There is virtually nothing in the report that addresses the Metis Nation and its citizens says Metis National Council President Clement Chartier

News Release

Métis National Council

Having secured a copy of "Reclaiming Power and Place: Executive Summary of the Final Report" from APTN today, the Final Report to be released today does not appear to promise much for the Métis Nation.

While we are hopeful that the Report will serve the needs of the First Nations and Inuit, the Final Report falls far short in terms of addressing the interests of the Métis Nation or its people. While the Report addresses the need to pursue the solutions to the tragic violations against Indigenous women and girls on a distinctions-based approach, it lumps the Métis Nation in a catch-all basket of "Métis and Non-Status Indians".
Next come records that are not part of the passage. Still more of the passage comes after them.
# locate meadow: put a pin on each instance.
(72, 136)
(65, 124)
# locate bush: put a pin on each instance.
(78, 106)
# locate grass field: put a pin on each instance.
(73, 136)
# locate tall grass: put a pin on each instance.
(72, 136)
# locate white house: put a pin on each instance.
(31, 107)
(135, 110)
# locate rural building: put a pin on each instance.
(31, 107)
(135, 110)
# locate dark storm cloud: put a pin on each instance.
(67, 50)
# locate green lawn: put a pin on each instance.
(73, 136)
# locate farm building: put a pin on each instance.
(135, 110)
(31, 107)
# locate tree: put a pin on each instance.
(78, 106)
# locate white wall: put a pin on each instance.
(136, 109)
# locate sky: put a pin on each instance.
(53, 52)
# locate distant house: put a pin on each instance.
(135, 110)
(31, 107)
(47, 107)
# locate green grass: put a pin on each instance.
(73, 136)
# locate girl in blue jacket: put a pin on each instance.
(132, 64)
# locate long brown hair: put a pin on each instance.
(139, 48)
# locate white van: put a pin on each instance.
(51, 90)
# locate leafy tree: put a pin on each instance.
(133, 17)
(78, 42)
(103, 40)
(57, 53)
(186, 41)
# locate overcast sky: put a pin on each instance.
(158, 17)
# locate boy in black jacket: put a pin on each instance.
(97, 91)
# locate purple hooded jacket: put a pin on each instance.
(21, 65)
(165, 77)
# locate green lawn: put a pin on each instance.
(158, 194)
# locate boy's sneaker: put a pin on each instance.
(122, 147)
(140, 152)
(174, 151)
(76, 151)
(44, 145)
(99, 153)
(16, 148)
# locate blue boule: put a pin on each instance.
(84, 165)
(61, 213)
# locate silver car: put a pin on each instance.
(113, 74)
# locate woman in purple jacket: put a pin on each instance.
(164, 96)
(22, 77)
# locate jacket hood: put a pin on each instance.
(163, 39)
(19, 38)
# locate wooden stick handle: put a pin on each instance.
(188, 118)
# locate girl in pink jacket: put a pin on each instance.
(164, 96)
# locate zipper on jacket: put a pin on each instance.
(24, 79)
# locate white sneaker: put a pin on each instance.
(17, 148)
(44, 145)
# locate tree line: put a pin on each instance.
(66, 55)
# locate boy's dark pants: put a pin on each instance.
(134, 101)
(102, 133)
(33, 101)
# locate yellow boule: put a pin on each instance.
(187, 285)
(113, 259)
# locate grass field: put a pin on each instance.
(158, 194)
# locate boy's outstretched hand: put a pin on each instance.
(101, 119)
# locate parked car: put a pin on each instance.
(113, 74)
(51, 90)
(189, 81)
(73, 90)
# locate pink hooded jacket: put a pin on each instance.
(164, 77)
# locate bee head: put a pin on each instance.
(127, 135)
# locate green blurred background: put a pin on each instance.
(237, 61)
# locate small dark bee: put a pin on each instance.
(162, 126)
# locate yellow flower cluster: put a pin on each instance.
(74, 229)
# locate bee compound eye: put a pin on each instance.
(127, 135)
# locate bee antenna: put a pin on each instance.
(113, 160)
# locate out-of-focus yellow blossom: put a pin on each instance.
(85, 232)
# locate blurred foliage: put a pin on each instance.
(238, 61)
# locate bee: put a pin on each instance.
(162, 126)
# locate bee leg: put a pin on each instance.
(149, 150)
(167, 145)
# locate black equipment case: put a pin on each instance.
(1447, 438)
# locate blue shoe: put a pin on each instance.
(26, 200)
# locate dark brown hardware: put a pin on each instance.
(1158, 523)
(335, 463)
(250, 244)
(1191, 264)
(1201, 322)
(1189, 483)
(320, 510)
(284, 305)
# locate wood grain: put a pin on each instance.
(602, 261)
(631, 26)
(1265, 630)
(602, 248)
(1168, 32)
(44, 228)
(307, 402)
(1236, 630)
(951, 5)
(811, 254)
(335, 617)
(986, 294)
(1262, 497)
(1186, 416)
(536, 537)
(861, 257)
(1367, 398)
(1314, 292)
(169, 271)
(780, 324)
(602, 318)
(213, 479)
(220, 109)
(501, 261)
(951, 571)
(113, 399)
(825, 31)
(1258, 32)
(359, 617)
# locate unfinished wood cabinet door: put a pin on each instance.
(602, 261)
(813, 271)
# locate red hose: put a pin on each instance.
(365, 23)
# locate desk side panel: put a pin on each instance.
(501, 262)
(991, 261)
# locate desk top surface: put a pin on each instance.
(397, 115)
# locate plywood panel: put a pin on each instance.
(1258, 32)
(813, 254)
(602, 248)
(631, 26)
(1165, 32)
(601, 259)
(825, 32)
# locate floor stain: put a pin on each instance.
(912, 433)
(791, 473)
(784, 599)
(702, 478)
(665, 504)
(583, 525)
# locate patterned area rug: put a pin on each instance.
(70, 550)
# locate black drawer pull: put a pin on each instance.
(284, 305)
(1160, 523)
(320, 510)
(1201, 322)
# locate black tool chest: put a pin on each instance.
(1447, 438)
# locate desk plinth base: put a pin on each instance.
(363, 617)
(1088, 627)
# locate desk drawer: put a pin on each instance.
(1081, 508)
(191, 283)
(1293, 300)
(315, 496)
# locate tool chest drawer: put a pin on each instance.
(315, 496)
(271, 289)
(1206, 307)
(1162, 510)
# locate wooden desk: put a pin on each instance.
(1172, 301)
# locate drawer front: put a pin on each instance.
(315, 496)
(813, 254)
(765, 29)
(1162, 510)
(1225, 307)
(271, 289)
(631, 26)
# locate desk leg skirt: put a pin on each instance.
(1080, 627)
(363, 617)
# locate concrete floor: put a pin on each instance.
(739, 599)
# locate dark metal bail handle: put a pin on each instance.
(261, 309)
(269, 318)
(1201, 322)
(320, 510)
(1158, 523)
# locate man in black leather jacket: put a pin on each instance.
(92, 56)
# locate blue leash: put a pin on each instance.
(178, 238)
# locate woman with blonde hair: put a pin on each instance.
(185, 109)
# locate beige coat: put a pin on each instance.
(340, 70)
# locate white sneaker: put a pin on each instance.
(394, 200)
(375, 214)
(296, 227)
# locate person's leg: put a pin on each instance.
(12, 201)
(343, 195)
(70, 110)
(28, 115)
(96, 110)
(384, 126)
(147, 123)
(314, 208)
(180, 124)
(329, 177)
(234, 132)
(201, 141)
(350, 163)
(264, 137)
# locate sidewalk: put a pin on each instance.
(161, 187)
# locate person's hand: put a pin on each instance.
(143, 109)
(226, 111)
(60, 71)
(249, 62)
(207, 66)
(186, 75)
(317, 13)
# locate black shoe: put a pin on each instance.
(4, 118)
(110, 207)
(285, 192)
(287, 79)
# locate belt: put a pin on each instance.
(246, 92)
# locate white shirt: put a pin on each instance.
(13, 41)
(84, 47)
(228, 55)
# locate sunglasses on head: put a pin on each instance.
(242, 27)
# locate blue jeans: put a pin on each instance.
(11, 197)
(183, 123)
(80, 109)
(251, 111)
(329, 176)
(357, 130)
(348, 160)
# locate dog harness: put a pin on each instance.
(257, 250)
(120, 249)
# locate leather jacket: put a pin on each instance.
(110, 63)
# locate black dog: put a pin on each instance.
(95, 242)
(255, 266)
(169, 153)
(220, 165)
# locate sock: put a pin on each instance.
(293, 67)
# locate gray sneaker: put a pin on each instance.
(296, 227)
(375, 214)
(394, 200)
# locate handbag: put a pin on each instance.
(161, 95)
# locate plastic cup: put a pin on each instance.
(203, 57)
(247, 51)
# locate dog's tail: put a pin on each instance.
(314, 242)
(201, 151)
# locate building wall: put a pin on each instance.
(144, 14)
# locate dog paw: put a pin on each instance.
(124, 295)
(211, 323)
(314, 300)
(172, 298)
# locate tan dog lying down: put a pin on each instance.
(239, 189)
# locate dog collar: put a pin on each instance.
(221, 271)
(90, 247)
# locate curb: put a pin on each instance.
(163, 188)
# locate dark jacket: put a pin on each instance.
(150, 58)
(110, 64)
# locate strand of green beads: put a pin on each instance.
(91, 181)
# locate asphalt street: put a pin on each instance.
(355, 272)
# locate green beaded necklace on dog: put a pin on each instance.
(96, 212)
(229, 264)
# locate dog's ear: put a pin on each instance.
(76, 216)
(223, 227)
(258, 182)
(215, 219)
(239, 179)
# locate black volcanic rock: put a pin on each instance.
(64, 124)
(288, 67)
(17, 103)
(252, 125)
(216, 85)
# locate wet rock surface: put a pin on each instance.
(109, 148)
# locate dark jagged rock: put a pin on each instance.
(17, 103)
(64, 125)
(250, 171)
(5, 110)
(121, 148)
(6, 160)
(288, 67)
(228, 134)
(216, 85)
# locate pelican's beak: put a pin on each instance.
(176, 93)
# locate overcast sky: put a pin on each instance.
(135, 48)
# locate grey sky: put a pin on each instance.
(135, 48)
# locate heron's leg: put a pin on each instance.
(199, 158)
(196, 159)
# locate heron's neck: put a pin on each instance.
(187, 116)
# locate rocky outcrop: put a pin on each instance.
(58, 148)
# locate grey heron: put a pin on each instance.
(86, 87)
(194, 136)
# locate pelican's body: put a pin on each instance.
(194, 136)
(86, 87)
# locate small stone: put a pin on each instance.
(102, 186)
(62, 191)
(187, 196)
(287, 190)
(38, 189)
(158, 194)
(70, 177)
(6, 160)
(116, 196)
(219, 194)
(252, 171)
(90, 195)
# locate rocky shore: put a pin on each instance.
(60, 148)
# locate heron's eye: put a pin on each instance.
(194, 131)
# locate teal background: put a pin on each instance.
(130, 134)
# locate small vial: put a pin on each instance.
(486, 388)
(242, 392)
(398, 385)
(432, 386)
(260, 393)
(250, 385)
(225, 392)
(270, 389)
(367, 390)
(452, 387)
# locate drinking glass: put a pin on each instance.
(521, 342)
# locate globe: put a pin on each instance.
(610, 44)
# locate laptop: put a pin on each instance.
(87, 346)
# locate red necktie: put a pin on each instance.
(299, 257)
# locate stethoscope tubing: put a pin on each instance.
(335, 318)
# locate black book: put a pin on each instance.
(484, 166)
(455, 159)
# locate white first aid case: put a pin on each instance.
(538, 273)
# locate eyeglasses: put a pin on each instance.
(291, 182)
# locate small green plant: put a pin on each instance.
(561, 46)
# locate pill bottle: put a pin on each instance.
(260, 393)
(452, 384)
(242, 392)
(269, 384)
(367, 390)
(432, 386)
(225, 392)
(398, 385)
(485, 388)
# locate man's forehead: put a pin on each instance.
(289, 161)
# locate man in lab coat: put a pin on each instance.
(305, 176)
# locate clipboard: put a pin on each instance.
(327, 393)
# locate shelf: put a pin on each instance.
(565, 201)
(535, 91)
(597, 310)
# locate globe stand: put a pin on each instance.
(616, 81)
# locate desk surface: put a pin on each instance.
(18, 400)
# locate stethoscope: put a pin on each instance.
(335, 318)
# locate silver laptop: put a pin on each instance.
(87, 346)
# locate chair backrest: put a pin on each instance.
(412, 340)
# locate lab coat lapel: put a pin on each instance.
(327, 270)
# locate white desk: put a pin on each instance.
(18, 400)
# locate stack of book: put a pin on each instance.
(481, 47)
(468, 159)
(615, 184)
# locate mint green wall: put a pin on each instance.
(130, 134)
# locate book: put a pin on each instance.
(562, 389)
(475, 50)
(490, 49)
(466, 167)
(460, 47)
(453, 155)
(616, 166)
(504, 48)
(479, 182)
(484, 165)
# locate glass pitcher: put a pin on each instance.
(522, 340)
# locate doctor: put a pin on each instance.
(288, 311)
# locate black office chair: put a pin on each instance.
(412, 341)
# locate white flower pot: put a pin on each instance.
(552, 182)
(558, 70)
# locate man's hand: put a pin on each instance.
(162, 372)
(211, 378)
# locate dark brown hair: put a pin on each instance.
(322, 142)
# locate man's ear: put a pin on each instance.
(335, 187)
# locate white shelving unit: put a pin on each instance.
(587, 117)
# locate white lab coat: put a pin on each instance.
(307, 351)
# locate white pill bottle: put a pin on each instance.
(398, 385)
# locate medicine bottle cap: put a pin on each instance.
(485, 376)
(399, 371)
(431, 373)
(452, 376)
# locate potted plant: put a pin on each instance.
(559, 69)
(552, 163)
There is not a single reference to the Métis Nation. There is no reference to its existence as a distinct Indigenous people and Nation and does not address us any differently than First Nations or the Inuit. There is no reference to our distinct language, Michif. No reference to our right of self-determination as a people. No reference to the fact that we have established our own governments. No reference to the fact that we are registering our citizens based on criteria that we as the Metis Nation established. There is no reference to our historic homeland in western Canada. It acknowledges that the Metis have been non-recognized, then in substance repeats the same denials of recognition of our people in the content of its report and in its recommendations 

Rather the Report says anyone can self-identify as Métis, that there is no defined Métis geographic homeland and implies that we have no governments, nor any established rights. In the Métis-Specific Calls for Justice, we are dealt with solely in terms of individuals whose issues can be dealt with through programs and services: basically through socio-economic and socio-cultural initiatives, an approach attempted by the federal government in the 1970's and 80's. Rejected then, rejected now!

"It is no wonder that I was not invited to the release of the Final Report" stated President Clément Chartier, "there is virtually nothing in the report that addresses the Métis Nation and its citizens".